C’est au sein même des écoles vétérinaires, qui apparaissent au XVIIIe siècle, que la zootechnie se développe : l’école d’Alfort se donne ainsi pour objectif de lier la science des animaux domestiques avec les démarches agronomiques [4]. Jusqu’au milieu du XIXe siècle, l’élevage, fortement lié à l’état de paysan, était alors le lieu d’un compagnonnage avec l’animal, partenaire de labeur. Vinciane Despret et Jocelyne Porcher émettent l’hypothèse que l’ « animal-machine » de la zootechnie s’est surtout construit en opposition à ces pratiques paysannes dont il s’agissait de se différencier : « C’est principalement contre cette proximité entre paysans et animaux, scientifiquement décrite comme un archaïsme et socialement stigmatisée comme un frein à l’émancipation des classes laborieuses, que se construira la zootechnie en tant que discipline scientifique au service de l’industrialisation de l’élevage, du progrès technique et du progrès social » [5].

Après la Seconde Guerre mondiale, la « modernisation » de l’élevage s’intensifie : la zootechnie se déploie pour répondre à la pénurie et nourrir les populations dont les ressources alimentaires se sont vues affaiblies durant la guerre [6]. « Les connaissances scientifiques produites par les chercheurs sont diffusées par l’enseignement supérieur agricole et valorisées à travers la mise au point (…) des modèles techniques normatifs qui sont ensuite vulgarisés par différents canaux (…). L’objectif ultime est de désigner aux éleveurs les combinaisons de techniques qui leur permettront de dégager les profits les plus élevés possibles » [7].

Cette visée productiviste impacte la nature de l’élevage et transforme le rapport à l’animal, considéré comme une « machine vivante à aptitudes multiples » [8]. André Sanson, zootechnicien du XIXe siècle, affirmait déjà : « Nous savons que, dans l’état actuel de la science, les animaux doivent être considérés comme des machines, qu’il s’agit de construire et d’alimenter pour en obtenir des transformations utiles, matières premières ou forces motrices » [9]. La production animale devient une industrie parmi les autres, avec le rendement pour objectif et la spécialisation comme moyen [10].

Division du travail et perte d’autonomie : loin des yeux…

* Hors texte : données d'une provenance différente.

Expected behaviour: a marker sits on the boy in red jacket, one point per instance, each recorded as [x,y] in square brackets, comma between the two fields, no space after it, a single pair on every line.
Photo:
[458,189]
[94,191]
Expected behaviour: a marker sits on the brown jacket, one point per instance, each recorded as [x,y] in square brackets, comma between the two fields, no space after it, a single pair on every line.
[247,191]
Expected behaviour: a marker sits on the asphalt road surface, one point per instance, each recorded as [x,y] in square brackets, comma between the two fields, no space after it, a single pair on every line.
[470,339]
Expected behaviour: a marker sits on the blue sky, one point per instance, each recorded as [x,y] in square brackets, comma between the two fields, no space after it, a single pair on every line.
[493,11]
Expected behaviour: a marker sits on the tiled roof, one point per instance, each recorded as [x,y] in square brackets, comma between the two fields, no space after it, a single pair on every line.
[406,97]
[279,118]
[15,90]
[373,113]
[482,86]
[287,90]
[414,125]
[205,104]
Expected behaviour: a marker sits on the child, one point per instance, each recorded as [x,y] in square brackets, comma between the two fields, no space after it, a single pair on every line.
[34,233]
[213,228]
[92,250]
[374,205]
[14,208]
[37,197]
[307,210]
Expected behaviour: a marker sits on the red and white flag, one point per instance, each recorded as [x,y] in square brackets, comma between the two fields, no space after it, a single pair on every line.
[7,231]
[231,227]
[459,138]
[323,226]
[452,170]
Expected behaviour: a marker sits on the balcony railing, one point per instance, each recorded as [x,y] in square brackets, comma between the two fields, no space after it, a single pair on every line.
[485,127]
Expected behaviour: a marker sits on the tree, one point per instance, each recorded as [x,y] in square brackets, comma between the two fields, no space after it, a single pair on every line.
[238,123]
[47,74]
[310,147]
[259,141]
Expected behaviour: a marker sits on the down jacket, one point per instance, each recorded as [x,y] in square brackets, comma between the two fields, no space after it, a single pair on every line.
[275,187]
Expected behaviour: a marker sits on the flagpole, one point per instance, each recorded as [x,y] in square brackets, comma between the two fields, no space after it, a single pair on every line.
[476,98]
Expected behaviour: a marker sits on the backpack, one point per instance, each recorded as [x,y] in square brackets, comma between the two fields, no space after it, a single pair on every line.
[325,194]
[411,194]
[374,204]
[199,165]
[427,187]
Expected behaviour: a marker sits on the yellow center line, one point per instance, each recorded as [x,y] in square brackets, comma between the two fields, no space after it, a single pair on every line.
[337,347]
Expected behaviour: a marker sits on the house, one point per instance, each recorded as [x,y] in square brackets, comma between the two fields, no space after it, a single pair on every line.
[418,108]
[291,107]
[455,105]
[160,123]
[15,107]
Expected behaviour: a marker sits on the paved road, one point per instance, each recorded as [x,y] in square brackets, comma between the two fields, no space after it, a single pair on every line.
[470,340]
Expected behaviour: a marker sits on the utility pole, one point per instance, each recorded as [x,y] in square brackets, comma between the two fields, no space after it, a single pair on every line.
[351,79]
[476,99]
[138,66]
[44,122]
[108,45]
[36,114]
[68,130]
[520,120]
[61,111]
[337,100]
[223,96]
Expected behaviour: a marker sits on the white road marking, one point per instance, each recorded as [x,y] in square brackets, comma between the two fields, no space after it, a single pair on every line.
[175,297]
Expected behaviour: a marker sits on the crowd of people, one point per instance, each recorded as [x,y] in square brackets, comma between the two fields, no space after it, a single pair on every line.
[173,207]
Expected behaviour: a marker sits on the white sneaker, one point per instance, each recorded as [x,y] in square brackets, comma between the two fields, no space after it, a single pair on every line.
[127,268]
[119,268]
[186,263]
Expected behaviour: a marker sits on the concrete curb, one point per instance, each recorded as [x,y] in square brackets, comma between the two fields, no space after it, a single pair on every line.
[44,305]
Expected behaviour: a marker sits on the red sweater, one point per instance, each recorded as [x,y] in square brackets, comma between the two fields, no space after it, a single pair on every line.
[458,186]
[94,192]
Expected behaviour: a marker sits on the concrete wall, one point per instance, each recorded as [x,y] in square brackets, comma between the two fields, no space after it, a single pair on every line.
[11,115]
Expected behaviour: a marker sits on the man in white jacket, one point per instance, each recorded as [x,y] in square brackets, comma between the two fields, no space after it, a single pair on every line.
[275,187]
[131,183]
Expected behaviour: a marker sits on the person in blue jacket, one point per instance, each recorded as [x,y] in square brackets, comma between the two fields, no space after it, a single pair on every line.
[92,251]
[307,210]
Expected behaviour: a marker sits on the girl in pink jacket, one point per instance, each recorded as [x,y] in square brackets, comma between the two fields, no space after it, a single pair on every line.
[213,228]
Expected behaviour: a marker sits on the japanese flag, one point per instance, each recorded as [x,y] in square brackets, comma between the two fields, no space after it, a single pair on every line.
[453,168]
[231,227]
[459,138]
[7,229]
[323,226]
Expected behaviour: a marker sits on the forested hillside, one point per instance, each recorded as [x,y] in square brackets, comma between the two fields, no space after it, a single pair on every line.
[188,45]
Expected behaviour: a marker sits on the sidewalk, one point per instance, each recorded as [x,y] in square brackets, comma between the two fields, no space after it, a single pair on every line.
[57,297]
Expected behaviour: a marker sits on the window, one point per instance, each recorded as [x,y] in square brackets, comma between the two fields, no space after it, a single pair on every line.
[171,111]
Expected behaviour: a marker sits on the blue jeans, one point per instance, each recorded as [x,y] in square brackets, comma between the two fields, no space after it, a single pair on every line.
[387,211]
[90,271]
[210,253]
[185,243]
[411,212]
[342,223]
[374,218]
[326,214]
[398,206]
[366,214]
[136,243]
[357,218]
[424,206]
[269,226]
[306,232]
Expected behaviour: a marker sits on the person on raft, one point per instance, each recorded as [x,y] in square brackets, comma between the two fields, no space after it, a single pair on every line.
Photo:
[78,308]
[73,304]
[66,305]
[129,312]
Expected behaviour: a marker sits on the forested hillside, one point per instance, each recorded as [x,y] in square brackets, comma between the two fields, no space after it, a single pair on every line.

La « modernisation » de l’élevage se traduit en effet par la division des tâches et la spécialisation de la « production » : des opérateurs distincts se chargent de produire l’alimentation du bétail, de gérer les naissances, d’engraisser, d’abattre, de découper et de commercialiser les bêtes. La spécialisation à l’extrême provoque une perte d’autonomie (et donc de sens) [11], rappelant la critique d’Ivan Illich à la société industrielle. Selon ce penseur de l’écologie politique, les trajectoires technologiques institutionnalisées créeraient des monopoles nuisibles à l’autonomie [12]. Illich développe ainsi le concept de « monopole radical » selon lequel une technique trop efficace défavoriserait les techniques alternatives [13].

Ce principe peut également éclairer notre compréhension de l’industrialisation de l’élevage. L’activité d’abattage, par exemple, constitue une étape particulièrement révélatrice, tant au niveau de sa segmentation « interne » (étourdissement, saignée, habillage…à tel point que les abattoirs de Chicago auraient inspiré le fordisme) que de sa place dans la « chaîne de production ». Du Moyen-Age jusqu’au XVIIIe siècle, les bouchers abattaient en pleine ville dans de petites « tueries particulières » (privées), à la vue de tous. Avec le développement des villes et l’augmentation de la consommation carnée, ces espaces laissent progressivement place à des abattoirs éloignés des centres urbains (et donc des vues et des consciences) [14]. L’abattage est désormais centralisé (la moitié des abattoirs wallons auraient disparu en 30 ans) [15] et massif. L’activité devient ainsi plus « efficace » et facilite les contrôles fiscaux et sanitaires [16]. Cette institutionnalisation empêche aujourd’hui de nombreux éleveurs désireux de se réapproprier la mort de leur bête d’abattre à la ferme et donc d’être plus autonomes dans cette étape si particulière. Pour répondre aux critères sanitaires (adaptés à l’industrie) et législatifs actuels, ils sont en effet obligés de passer par l’abattoir...ou d’agir dans l’illégalité [17]. Par ailleurs, le récent exemple d’un bœuf australien « hors format » refusé par tous les abattoirs illustre également cette idée d’Illich selon laquelle l’institutionnalisation crée la contre-productivité. En effet, à force de spécialiser les races (des animaux plus « performants », c’est-à-dire rentables) et les activités (l’abattage ici) dans un souci d’efficacité, le but initial (produire de la viande) n’est pas atteint puisque ce bœuf sera épargné [18].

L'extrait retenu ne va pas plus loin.